Marathon Chip time: 3:37:12
Rank: 6/61

Overall 10:45:06 51/750
M30-34 20/68
76/750 did not start
38/674 did not finish

Race Evaluation:
I'm content with my swim performance. I accomplished my goal despite performing poorly relative to the field. If I would have had a genuine chance at a good performance at this race, I would have been more concerned with a slightly more aggressive swim strategy.

Of course this was a disaster. Regardless of the cards I was dealt, I went into the race with a bad attitude about the bike. I was beaten and didn't know it. Once I was challenged, I folded. Had I been in a better mental state, I could have handled the extra stress of the conditions.

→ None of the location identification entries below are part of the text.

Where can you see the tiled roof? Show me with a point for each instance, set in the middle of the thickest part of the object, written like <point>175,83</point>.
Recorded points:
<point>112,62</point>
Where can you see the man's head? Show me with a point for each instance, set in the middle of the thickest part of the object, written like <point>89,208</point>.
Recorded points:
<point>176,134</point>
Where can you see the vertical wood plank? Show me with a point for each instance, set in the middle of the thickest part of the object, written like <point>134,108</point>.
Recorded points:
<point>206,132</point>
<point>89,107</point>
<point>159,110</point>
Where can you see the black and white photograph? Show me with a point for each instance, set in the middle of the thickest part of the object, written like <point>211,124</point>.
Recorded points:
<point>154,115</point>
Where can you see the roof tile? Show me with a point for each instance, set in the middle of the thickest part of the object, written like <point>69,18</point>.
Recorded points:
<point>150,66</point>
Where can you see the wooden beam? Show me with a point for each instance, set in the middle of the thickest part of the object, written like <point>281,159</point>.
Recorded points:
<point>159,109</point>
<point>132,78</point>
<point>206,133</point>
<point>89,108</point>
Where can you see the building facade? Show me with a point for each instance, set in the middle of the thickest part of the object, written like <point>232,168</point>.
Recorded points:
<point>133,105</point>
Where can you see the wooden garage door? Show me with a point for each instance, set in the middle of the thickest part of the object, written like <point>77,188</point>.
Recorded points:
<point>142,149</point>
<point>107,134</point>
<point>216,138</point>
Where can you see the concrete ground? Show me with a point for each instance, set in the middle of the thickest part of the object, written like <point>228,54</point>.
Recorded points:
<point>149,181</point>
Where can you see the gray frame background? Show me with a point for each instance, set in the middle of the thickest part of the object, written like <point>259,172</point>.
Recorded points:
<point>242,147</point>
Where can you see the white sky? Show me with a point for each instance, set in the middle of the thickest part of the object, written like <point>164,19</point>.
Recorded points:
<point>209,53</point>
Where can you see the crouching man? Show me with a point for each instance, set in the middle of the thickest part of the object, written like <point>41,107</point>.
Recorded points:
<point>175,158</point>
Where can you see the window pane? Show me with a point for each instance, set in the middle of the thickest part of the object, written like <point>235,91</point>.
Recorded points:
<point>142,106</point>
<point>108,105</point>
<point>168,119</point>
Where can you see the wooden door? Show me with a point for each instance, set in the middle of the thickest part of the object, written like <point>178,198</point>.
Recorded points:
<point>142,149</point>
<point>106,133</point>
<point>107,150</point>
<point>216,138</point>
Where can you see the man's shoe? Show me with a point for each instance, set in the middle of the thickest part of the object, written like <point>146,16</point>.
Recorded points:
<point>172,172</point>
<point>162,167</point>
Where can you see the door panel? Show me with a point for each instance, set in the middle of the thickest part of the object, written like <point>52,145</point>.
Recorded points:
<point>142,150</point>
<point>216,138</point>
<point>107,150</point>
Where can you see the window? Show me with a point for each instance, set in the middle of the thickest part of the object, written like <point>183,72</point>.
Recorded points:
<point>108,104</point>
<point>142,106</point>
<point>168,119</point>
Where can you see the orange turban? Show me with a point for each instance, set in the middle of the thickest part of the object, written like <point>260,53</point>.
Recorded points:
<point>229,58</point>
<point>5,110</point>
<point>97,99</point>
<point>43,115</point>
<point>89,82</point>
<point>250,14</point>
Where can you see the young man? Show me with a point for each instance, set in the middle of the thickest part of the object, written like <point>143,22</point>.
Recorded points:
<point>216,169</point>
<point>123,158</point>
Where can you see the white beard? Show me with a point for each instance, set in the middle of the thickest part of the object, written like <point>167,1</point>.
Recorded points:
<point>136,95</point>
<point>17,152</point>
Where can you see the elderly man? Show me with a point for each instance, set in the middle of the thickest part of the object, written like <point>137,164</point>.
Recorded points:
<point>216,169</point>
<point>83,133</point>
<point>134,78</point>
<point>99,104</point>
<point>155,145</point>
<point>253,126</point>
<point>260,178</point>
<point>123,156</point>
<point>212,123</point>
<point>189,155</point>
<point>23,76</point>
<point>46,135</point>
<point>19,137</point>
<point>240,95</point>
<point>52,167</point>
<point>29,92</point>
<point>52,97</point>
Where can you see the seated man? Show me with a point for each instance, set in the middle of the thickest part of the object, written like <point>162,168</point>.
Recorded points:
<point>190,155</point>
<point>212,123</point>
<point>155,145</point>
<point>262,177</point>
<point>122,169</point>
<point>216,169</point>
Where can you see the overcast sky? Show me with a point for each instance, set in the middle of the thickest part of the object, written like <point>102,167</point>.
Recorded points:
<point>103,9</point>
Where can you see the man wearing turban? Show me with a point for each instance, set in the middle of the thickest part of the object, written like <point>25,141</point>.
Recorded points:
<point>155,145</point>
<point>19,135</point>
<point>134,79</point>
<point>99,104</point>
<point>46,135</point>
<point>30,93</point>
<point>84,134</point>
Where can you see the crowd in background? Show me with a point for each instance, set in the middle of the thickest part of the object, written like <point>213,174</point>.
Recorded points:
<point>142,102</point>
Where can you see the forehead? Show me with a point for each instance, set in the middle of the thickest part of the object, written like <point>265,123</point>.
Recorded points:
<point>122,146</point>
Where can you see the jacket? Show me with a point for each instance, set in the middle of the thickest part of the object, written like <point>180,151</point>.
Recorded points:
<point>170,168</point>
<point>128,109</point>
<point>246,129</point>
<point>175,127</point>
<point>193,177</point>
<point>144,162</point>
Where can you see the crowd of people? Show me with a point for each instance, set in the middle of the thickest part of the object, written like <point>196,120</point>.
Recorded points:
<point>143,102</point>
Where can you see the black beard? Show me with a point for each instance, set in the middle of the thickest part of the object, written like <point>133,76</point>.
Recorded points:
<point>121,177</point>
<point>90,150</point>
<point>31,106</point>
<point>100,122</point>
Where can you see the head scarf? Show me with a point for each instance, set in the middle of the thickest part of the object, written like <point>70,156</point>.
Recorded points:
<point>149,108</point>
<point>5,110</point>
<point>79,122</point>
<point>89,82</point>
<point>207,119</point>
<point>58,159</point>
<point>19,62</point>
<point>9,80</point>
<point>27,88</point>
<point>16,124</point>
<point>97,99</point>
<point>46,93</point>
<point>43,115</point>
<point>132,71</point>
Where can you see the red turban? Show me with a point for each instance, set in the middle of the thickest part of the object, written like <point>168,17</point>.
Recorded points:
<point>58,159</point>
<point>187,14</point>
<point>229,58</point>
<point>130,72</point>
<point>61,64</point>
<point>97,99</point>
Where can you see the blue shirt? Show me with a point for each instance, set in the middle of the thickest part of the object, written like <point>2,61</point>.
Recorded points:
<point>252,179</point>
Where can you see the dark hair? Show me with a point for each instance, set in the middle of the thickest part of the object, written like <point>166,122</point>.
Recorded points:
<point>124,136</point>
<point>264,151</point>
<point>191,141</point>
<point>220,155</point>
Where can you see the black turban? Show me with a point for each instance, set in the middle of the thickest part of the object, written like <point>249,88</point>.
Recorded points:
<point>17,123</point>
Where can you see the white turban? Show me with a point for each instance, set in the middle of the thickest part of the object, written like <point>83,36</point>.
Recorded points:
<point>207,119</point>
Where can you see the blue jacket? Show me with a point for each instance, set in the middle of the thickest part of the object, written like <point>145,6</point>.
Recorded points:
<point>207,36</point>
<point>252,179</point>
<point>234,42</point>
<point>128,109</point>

This is the best picture we have of Emily's finish. 
I clearly remember you saying you would never do this.
I had a ~9 minute positive split. Under normal circumstances, I would say this was a pacing failure. Considering I lost a few minutes to the train and sandbagged a few minutes at the end, I probably paced it pretty well. Its really hard to assess the marathon performance when I bombed the bike so badly. Who knows if I how I would have felt if I would have turned in a well executed bike split.

Emily promises to write a report.

I really learned a lot about myself. There was a guy in line for the crapper at the swim-start talking about how Ironman changes your life. I know the training changes your lifestyle, but the race is just one, really long day. Well, this race definitely changed me, at least the conditions did. I had never been pushed so low as I found myself on the bike. I had never accepted defeat, but I was to the point of embracing it proudly. I left this event with a new perspective on myself. Thankfully, I also learned a lot about racing at ultra distance triathlons. I could have easily asked for help sooner and been warm. If I wouldn't have been so disgusted in my defeat, I wouldn't have repeatedly stopped on the course, I wouldn't have worn the stupid trash bag the whole time, and I wouldn't have allowed the "quit" into my "win." I learned a lot at Beach2Battleship, and I will be better prepared for my next attempt. I know have a lot left to give at this distance, and I hope that I learn as much at every race as I did this one.
The End. Meat & Potatoes.
Way to go, Love!

Thanks to the 'rents for race support. 
They had a tough day too.  I think we all were unprepared for the weather.

Clearly she is tougher than I am. 

She crossed the finish line still feeling great and looking good. 
I dont know how she does it.  I am always a wreck.

USS North Carolina
I am so lucky to have found such a good friend.  Thanks Dad.
Of course, the next day was beautiful.